Why Every Trading Strategy Works Some of the Time, But Not All of the Time
The Mirage of Permanence
If you’ve traded long enough, you’ve probably noticed almost every strategy “works” for a while, then suddenly stops working.
It’s a feature of how markets evolve. The same market forces that make a strategy profitable also ensure it will eventually stop working.
Markets Are Self-Correcting
The stock market is an ecosystem of competing minds where algorithms, funds, retail traders, and market makers are all trying to exploit the same inefficiencies.
When too many participants notice and exploit a pattern, the pattern disappears.
This self-correcting nature is what makes markets so difficult.
Strategies Stop Working Faster Today
In today’s markets, edges decay faster than ever because information moves instantly and algorithms adapt at high speed.
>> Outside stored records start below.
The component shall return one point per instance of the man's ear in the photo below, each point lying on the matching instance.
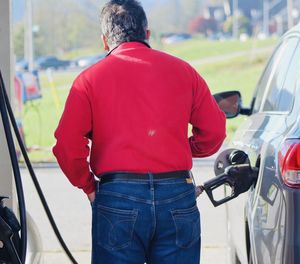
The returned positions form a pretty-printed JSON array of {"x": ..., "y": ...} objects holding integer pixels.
[
  {"x": 104, "y": 42},
  {"x": 148, "y": 34}
]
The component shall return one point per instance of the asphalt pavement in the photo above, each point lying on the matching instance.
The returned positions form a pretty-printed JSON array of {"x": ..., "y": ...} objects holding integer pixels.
[{"x": 72, "y": 212}]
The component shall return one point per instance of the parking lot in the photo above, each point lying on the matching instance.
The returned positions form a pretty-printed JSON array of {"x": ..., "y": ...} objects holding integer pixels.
[{"x": 73, "y": 215}]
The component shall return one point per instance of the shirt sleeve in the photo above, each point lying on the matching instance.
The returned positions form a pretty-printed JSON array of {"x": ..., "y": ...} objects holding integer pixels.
[
  {"x": 72, "y": 144},
  {"x": 207, "y": 119}
]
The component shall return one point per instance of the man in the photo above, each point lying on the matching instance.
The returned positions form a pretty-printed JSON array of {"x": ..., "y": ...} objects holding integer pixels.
[{"x": 135, "y": 106}]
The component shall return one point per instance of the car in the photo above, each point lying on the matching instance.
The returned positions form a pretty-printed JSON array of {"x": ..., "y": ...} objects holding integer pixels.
[
  {"x": 264, "y": 222},
  {"x": 21, "y": 65},
  {"x": 46, "y": 62},
  {"x": 84, "y": 62},
  {"x": 170, "y": 38}
]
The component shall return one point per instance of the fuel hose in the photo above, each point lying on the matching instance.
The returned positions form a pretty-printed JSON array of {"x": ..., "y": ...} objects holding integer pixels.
[{"x": 6, "y": 111}]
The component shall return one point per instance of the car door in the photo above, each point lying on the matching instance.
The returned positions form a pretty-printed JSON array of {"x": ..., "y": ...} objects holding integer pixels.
[
  {"x": 259, "y": 130},
  {"x": 268, "y": 207}
]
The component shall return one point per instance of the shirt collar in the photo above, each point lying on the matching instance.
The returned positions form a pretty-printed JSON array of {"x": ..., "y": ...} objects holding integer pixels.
[{"x": 128, "y": 45}]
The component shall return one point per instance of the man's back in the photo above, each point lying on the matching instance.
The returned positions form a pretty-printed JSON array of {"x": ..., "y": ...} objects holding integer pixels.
[{"x": 139, "y": 102}]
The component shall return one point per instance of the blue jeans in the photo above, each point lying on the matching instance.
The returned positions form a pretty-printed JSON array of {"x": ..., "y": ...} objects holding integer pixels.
[{"x": 152, "y": 221}]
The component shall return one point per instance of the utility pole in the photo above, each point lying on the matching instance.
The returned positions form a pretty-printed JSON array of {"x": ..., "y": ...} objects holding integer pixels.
[
  {"x": 235, "y": 22},
  {"x": 29, "y": 56},
  {"x": 6, "y": 179},
  {"x": 290, "y": 7},
  {"x": 266, "y": 18}
]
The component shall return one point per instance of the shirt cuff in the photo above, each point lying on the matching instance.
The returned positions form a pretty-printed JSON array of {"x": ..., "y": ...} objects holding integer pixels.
[{"x": 90, "y": 188}]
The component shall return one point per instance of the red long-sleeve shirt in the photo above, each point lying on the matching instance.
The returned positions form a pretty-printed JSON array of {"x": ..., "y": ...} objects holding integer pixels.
[{"x": 135, "y": 105}]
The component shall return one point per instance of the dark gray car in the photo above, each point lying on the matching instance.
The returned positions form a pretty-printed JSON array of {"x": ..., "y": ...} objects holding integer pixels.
[{"x": 264, "y": 223}]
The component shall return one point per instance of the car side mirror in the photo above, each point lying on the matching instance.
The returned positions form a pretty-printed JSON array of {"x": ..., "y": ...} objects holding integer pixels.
[{"x": 230, "y": 103}]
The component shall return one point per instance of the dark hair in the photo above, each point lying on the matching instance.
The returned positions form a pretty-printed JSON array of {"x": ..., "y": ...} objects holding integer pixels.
[{"x": 123, "y": 21}]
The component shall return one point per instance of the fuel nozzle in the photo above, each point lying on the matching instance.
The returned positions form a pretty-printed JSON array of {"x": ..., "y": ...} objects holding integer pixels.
[{"x": 234, "y": 176}]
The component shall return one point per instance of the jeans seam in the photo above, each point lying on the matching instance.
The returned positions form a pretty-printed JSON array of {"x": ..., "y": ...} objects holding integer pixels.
[
  {"x": 194, "y": 227},
  {"x": 133, "y": 218},
  {"x": 132, "y": 198},
  {"x": 178, "y": 197}
]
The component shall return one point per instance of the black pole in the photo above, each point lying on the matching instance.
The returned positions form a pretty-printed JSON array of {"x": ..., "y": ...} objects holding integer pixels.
[
  {"x": 16, "y": 171},
  {"x": 35, "y": 180}
]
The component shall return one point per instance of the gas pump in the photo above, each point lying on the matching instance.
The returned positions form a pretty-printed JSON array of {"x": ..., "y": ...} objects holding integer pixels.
[{"x": 12, "y": 246}]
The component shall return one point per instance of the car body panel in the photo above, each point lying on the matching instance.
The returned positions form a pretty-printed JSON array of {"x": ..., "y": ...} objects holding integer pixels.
[{"x": 269, "y": 210}]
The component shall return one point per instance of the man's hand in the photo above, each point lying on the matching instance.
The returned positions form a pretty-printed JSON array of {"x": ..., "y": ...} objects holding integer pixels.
[{"x": 92, "y": 196}]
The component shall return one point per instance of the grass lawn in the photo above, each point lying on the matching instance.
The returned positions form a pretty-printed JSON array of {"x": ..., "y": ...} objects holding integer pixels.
[{"x": 40, "y": 117}]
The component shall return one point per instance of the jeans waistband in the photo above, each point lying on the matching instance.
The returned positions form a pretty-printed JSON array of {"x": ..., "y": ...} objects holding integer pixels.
[{"x": 127, "y": 176}]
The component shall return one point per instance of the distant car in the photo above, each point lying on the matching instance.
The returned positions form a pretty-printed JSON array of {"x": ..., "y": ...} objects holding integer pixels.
[
  {"x": 170, "y": 38},
  {"x": 21, "y": 65},
  {"x": 87, "y": 61},
  {"x": 264, "y": 223},
  {"x": 46, "y": 62}
]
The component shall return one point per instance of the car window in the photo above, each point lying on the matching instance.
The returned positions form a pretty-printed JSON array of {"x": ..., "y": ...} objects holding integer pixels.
[
  {"x": 287, "y": 94},
  {"x": 275, "y": 84},
  {"x": 265, "y": 79}
]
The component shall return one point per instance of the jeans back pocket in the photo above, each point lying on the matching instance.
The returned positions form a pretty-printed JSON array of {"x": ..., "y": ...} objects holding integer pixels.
[
  {"x": 187, "y": 224},
  {"x": 114, "y": 227}
]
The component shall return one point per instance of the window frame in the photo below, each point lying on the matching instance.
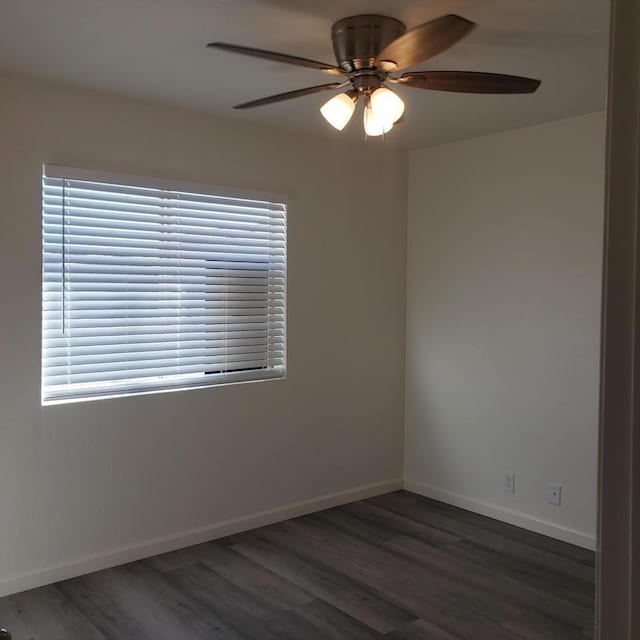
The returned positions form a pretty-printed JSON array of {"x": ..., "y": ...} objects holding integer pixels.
[{"x": 179, "y": 382}]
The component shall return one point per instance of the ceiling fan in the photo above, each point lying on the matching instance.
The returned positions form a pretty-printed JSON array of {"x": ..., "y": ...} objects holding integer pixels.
[{"x": 368, "y": 49}]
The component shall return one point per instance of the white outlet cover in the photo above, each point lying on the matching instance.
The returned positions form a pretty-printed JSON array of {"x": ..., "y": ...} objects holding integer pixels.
[
  {"x": 509, "y": 482},
  {"x": 554, "y": 494}
]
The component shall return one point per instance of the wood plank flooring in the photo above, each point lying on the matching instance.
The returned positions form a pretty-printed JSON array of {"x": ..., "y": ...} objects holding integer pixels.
[{"x": 398, "y": 566}]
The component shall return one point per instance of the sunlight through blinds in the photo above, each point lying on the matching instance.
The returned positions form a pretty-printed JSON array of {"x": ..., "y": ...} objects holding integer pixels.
[{"x": 148, "y": 288}]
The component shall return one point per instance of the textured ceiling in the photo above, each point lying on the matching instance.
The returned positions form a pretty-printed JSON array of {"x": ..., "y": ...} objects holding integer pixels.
[{"x": 156, "y": 49}]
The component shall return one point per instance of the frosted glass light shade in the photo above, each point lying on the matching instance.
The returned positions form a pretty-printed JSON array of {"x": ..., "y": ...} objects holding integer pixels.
[
  {"x": 387, "y": 105},
  {"x": 373, "y": 124},
  {"x": 338, "y": 111}
]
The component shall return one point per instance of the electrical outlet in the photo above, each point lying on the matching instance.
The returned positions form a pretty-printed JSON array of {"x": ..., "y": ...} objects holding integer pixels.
[
  {"x": 554, "y": 494},
  {"x": 509, "y": 482}
]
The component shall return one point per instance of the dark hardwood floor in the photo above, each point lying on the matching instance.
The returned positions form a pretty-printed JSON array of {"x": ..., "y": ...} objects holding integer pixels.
[{"x": 398, "y": 566}]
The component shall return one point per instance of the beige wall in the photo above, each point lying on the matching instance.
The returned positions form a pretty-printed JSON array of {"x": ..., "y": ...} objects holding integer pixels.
[
  {"x": 81, "y": 480},
  {"x": 503, "y": 318}
]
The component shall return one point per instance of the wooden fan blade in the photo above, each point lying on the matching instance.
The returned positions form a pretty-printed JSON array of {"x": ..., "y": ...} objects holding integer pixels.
[
  {"x": 289, "y": 95},
  {"x": 278, "y": 57},
  {"x": 469, "y": 82},
  {"x": 423, "y": 42}
]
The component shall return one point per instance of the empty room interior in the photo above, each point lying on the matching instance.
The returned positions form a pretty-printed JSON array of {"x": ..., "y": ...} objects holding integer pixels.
[{"x": 301, "y": 325}]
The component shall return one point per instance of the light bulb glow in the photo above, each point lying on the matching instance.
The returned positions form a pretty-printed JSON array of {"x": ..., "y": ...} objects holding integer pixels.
[
  {"x": 338, "y": 111},
  {"x": 387, "y": 105},
  {"x": 373, "y": 124}
]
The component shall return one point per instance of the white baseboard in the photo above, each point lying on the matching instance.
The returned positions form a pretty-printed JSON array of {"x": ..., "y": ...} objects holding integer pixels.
[
  {"x": 517, "y": 518},
  {"x": 155, "y": 546}
]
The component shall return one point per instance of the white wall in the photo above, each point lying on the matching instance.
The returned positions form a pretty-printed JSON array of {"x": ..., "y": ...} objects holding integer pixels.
[
  {"x": 503, "y": 313},
  {"x": 125, "y": 477}
]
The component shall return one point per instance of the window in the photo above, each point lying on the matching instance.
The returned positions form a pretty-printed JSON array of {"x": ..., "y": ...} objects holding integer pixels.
[{"x": 150, "y": 285}]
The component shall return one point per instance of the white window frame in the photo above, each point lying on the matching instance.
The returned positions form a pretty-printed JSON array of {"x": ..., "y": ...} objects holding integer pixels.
[{"x": 168, "y": 383}]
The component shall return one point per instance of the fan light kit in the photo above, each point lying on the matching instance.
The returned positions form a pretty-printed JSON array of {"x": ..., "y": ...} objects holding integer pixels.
[{"x": 368, "y": 49}]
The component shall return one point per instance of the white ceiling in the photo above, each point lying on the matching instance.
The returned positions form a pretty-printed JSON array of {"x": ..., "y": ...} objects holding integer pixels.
[{"x": 156, "y": 49}]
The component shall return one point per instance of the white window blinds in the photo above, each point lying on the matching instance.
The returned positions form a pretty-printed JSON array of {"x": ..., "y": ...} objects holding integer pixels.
[{"x": 148, "y": 286}]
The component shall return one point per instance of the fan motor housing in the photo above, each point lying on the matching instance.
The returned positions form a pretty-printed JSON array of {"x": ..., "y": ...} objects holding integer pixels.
[{"x": 358, "y": 40}]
What used to take years to arbitrage away now takes months or even weeks. The half-life of an edge is shrinking, which means adaptability is even more important.
The Role of Randomness
Even a good strategy will experience periods of underperformance purely due to randomness. It may not have stopped working, it could just be randomness at play.
Exception: Human Behavior Keeps Some Strategies Alive
While certain strategies stop working, other strategies endure because they’re rooted in unchanging human psychology. For example:
Greed and FOMO
Panic selling
Momentum then Capitulation
Trading as Evolution
Every profitable strategy is like a living organism. It thrives for a while, adapts, competes, and eventually becomes extinct and replaced by new ones better suited to the current environment.
At CI Volatility, we never assume that any strategy will work forever. We monitor performance across volatility regimes and and cross-asset correlations. When a strategy decays, the signals begin to diverge long before the P&L does. That allows us to rotate, adjust, or retire systems before the rest of the market realizes they are obsolete.